Angel Chong Nga-ting (莊雅婷 (Zong^{1} Ngaa^{5} Ting^{4})) is a Hong Kong district councillor in Sai Kung District. A member of the pro-establishment Democratic Alliance for the Betterment and Progress of Hong Kong (DAB), she became the youngest appointed councillor in the 2023 term at age 23.

== Early life and education ==
Chong was raised in Hong Kong and graduated from Creative Secondary School in Sai Kung. After graduating, she enrolled at Peking University, where she pursued dual programs at the School of Government and the Guanghua School of Management. During the COVID-19 pandemic, she took a leave of absence to assist relief efforts in Hong Kong, including logistics coordination and volunteer work at vaccination centers.

Prior to her political career, Chong worked at China Merchants Group, a state-owned conglomerate.

== Political career ==
In December 2023, Chong was appointed as a Sai Kung District Councillor under Hong Kong’s revamped electoral system, which emphasized patriotism and governance experience. As the youngest councillor of her term at the age of 23, she highlighted her commitment to "serving the country and Hong Kong" in public statements.
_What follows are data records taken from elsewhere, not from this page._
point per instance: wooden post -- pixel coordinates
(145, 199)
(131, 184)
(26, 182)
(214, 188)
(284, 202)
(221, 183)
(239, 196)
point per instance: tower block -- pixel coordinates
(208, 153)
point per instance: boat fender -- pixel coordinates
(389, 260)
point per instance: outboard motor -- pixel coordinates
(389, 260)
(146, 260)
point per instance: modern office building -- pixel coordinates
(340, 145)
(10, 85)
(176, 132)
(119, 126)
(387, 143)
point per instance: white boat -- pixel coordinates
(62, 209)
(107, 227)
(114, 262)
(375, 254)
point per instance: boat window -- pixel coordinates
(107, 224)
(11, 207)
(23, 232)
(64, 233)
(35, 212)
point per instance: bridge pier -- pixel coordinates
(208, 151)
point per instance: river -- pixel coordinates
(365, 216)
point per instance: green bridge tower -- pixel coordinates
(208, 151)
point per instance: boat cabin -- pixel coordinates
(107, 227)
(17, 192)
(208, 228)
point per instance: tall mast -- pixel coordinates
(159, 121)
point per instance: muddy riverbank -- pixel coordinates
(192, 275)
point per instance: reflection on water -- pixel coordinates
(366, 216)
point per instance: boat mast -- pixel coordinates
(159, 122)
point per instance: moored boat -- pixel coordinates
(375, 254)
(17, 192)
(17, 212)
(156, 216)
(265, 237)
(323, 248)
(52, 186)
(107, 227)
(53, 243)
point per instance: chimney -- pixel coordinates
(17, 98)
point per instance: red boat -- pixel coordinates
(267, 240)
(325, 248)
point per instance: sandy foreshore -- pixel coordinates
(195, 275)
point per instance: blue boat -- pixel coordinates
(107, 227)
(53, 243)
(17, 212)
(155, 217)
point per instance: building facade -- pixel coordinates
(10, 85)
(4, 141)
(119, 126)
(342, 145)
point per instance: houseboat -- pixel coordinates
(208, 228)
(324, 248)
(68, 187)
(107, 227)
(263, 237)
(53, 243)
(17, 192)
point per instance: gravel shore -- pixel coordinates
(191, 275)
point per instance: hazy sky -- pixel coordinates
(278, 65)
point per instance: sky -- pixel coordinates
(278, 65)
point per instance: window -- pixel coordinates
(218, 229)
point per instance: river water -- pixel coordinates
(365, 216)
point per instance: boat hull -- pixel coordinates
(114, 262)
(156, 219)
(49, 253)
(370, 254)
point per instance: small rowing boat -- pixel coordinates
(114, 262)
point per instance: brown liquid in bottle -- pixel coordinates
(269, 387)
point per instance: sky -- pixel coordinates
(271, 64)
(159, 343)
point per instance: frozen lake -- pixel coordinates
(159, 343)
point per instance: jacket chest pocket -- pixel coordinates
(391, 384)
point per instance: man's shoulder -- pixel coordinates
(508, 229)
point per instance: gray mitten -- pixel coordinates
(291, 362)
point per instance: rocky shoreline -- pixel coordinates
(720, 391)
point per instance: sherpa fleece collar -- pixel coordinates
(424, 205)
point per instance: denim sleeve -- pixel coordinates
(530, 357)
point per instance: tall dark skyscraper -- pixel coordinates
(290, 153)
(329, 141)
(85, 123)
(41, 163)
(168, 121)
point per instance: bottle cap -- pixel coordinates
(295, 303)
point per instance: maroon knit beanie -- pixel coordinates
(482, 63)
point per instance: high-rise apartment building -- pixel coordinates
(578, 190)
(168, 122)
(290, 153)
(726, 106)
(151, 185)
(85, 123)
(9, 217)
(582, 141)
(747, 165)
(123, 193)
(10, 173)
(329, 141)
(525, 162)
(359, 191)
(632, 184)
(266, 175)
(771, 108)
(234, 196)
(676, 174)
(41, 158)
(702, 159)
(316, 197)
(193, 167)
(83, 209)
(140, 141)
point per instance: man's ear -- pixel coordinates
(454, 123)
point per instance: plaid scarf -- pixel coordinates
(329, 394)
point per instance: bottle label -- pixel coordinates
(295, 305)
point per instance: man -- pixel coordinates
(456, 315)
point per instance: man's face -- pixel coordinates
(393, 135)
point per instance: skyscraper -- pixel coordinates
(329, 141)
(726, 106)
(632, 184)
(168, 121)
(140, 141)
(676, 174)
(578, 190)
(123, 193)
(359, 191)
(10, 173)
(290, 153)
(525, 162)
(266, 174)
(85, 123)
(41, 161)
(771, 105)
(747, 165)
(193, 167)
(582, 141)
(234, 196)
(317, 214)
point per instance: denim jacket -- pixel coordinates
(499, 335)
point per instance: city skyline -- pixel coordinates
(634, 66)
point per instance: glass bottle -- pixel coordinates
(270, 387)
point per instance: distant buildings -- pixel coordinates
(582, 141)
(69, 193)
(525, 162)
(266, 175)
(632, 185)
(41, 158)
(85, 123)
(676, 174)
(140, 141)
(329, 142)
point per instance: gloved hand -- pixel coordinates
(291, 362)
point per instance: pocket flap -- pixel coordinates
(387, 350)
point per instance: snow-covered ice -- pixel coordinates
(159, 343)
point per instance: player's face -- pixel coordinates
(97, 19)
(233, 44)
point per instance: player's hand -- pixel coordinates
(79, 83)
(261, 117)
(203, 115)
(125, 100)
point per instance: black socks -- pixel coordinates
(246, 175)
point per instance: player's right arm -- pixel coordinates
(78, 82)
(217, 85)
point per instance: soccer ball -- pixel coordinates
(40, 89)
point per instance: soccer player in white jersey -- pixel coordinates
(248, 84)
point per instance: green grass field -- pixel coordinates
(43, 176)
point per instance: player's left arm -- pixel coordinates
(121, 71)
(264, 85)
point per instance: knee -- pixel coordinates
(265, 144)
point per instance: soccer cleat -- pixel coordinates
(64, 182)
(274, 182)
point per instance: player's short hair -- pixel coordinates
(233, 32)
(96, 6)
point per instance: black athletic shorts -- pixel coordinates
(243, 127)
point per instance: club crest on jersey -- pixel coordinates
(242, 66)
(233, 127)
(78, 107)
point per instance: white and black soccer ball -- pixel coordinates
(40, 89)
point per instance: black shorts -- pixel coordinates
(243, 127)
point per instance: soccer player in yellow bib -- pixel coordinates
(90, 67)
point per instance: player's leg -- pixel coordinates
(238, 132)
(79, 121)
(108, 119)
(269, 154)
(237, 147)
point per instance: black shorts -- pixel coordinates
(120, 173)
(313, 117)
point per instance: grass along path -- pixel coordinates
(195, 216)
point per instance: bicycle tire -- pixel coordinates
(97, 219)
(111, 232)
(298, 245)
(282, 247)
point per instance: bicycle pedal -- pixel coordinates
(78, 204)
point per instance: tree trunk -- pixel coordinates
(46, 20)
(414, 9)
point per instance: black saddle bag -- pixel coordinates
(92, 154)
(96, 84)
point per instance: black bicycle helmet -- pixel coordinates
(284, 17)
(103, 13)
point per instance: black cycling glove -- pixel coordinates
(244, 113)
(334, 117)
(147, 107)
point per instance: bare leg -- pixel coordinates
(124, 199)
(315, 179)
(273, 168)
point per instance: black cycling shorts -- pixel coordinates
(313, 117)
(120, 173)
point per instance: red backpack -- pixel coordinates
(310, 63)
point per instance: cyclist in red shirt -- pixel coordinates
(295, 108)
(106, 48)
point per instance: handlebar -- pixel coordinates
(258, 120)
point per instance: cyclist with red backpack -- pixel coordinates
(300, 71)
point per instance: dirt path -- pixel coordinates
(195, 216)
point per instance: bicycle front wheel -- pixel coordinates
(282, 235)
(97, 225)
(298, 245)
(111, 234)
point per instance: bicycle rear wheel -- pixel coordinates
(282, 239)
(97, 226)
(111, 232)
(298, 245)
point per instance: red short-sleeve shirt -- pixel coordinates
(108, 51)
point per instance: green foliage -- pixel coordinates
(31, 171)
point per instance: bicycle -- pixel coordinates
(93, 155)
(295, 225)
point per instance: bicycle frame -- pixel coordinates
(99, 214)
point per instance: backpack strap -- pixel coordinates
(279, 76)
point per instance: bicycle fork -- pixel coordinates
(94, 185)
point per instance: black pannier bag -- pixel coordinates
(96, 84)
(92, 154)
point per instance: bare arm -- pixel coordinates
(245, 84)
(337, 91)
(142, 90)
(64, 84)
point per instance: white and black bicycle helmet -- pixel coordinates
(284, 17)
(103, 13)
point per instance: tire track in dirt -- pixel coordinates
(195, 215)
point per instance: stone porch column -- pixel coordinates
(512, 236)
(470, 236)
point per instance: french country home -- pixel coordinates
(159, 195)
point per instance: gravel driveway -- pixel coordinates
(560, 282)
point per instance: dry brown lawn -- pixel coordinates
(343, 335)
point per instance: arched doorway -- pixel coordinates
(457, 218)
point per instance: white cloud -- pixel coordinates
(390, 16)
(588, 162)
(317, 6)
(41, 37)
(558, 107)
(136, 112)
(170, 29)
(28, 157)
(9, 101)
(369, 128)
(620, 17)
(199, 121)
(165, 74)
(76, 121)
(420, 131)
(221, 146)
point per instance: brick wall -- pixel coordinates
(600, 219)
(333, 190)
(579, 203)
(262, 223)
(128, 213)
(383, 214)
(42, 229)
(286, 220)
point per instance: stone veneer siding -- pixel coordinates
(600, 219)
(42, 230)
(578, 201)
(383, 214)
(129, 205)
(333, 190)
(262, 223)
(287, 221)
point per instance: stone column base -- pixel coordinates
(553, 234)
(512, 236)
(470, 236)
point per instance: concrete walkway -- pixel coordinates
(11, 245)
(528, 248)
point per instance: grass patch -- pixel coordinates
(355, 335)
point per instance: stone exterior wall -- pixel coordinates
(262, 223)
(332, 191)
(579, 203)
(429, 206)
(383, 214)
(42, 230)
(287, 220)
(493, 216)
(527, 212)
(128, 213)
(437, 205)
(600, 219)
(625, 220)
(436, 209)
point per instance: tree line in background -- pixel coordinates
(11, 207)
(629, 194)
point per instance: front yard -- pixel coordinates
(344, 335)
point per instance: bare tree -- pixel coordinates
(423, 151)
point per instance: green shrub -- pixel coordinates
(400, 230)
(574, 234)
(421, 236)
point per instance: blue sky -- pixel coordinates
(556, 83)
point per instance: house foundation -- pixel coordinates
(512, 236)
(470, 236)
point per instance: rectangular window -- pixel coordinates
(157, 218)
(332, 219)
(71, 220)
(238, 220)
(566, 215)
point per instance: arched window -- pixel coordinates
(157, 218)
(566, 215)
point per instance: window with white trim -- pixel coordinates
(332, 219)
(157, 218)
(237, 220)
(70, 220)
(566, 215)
She identified surpassing Executive Council convener Regina Ip Lau Suk-yee's 22,000 Instagram followers as a key performance indicator, aiming to become Hong Kong's most-followed politician on social media. Chong also planned to launch a YouTube channel to amplify her outreach.

In 2025, Chong briefly entered the Miss Hong Kong pageant but withdrew amid scrutiny over whether her participation aligned with district council duties. Alice Mak, Secretary for Home and Youth Affairs, reiterated that councillors must prioritize official responsibilities, including maintaining an 80% meeting attendance rate.

== Personal life ==
On March 4 2026, right after the Chinese New Year, Chong was successfully proposed by Hong Kong businessman Derek Cheung. On March 28, 2026, Chong and Cheung are formally married.